The 911 operator advised the employee to keep pressure on the wound. "We're going to be there shortly", the operator responded.
The jaguar (not this one) was temporarily removed from the exhibit after the incident.
The victim's name was not revealed.
Following the incident, Kitty Block, the president of The Humane Society of the United States issued a statement calling for zoos to "set a higher standard to protect people and to respect wildlife from a safe distance", the Washington Post reported.
A spokeswoman said the injured visitor had returned to the facility and said she felt bad about the publicity it was getting. The zoo says she admitted she was wrong. She was taken to a hospital for treatment to a laceration to her arm.
"Lady got what she deserved". You can see the jaguar in question chewing on the water bottle at the top of this article.
Kristy Morcum, spokesperson for Wildlife World Zoo in Litchfield Park, Arizona, told Azfamily that the woman returned to the park and apologized, saying she "feels frightful about the bad publicity the zoo is getting regarding the incident".

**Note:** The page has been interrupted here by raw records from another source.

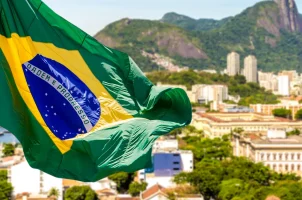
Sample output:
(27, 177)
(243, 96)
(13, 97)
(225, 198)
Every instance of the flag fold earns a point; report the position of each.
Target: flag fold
(80, 109)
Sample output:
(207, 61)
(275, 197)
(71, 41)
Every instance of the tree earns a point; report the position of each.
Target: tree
(206, 178)
(299, 114)
(80, 193)
(231, 188)
(54, 192)
(8, 150)
(5, 190)
(122, 180)
(293, 132)
(3, 175)
(135, 188)
(282, 112)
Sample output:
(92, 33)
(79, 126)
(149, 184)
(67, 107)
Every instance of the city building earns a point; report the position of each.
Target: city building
(166, 164)
(283, 85)
(26, 179)
(219, 124)
(274, 149)
(158, 192)
(229, 108)
(292, 75)
(250, 69)
(267, 109)
(165, 144)
(9, 161)
(233, 64)
(210, 71)
(268, 80)
(208, 93)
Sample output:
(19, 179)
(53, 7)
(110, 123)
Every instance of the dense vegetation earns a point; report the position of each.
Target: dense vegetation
(242, 33)
(5, 187)
(80, 193)
(193, 24)
(219, 175)
(250, 93)
(282, 112)
(122, 180)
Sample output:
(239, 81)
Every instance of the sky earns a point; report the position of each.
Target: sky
(93, 15)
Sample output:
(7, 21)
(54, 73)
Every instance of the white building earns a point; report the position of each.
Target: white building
(250, 69)
(275, 150)
(233, 64)
(167, 164)
(165, 144)
(208, 93)
(26, 179)
(283, 85)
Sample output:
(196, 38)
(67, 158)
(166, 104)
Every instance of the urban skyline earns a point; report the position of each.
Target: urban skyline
(96, 14)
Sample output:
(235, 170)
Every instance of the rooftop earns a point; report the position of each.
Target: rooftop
(263, 139)
(289, 140)
(240, 117)
(153, 190)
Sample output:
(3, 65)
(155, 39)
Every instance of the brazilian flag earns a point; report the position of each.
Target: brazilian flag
(81, 110)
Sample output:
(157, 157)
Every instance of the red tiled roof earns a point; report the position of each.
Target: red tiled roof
(127, 198)
(153, 190)
(5, 159)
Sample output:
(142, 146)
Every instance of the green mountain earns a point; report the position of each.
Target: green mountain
(193, 24)
(270, 30)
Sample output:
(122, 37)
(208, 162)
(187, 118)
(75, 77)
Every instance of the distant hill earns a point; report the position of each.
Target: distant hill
(193, 24)
(270, 30)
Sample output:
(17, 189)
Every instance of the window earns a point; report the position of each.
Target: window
(274, 167)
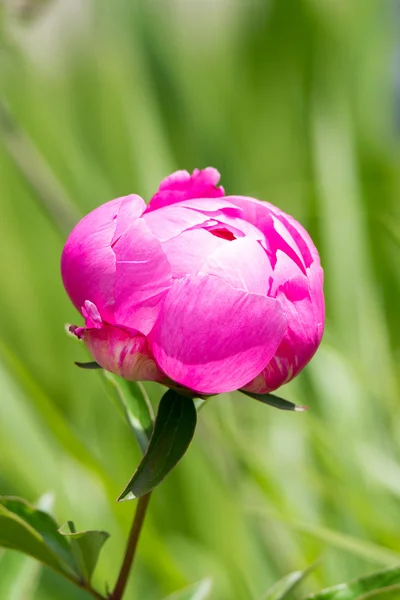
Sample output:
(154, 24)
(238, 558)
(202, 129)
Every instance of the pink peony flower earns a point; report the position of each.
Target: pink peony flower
(211, 292)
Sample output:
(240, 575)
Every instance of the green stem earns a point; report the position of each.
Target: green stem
(131, 547)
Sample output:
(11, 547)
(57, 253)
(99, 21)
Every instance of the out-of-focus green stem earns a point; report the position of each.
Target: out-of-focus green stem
(131, 546)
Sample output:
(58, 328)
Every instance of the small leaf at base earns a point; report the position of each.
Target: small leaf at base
(382, 584)
(85, 546)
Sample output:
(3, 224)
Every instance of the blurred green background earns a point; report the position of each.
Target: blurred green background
(294, 101)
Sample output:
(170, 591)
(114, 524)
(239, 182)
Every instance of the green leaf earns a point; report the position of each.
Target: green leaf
(365, 588)
(85, 546)
(90, 365)
(276, 401)
(34, 532)
(282, 588)
(173, 430)
(134, 404)
(199, 591)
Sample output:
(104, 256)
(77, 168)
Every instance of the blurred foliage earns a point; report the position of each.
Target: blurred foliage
(294, 102)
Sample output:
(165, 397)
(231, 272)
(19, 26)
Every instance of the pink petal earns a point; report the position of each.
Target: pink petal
(242, 263)
(92, 316)
(171, 221)
(88, 262)
(301, 340)
(187, 252)
(124, 353)
(181, 186)
(294, 235)
(143, 277)
(213, 338)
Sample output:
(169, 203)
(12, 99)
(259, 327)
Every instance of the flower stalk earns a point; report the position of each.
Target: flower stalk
(131, 546)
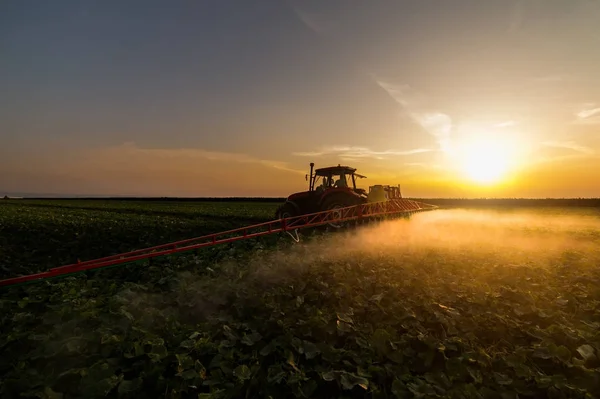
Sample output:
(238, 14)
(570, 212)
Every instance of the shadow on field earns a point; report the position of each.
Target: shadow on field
(191, 214)
(450, 303)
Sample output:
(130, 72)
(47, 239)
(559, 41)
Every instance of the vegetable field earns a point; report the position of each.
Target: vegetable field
(497, 303)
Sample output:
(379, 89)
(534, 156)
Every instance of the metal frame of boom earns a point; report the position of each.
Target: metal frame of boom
(288, 225)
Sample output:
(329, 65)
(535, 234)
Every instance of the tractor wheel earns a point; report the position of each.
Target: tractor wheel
(338, 202)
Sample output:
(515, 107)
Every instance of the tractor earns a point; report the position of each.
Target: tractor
(332, 188)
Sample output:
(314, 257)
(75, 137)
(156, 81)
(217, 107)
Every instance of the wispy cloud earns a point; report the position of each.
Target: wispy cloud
(131, 149)
(436, 123)
(505, 124)
(355, 153)
(569, 145)
(588, 114)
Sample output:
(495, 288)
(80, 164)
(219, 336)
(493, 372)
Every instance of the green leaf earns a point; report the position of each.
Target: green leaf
(310, 349)
(188, 344)
(251, 339)
(308, 388)
(189, 374)
(399, 389)
(328, 376)
(349, 381)
(242, 372)
(128, 386)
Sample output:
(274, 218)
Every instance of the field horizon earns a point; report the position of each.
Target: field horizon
(478, 301)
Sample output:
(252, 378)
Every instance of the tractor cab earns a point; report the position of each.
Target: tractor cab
(340, 177)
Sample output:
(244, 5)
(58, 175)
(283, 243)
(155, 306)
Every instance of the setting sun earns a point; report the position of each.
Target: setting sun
(484, 162)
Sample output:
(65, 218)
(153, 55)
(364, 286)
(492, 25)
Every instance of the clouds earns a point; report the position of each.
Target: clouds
(131, 150)
(569, 145)
(129, 169)
(437, 124)
(350, 153)
(588, 114)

"The person involved met privately with zoo officials to acknowledge her regret for her role in the past weekend's events".
"She's a wild animal and there were proper barriers in place to keep our guests safe - not a wild animal's fault when barriers are crossed". "Wildlife world staff and administrators appreciate her honest apology and we look forward to welcoming her and her family back at a future date", Wildlife World Zoo, Aquarium and Safari Park officials wrote on Twitter.
Zoo owner Mickey Ollson told AZFamily.com that about a year ago, the big cat scratched another guest who also had crossed the barrier.
A witness told CNN that his mom distracted the jaguar with a water bottle during the attack and the animal let go of the woman's arm.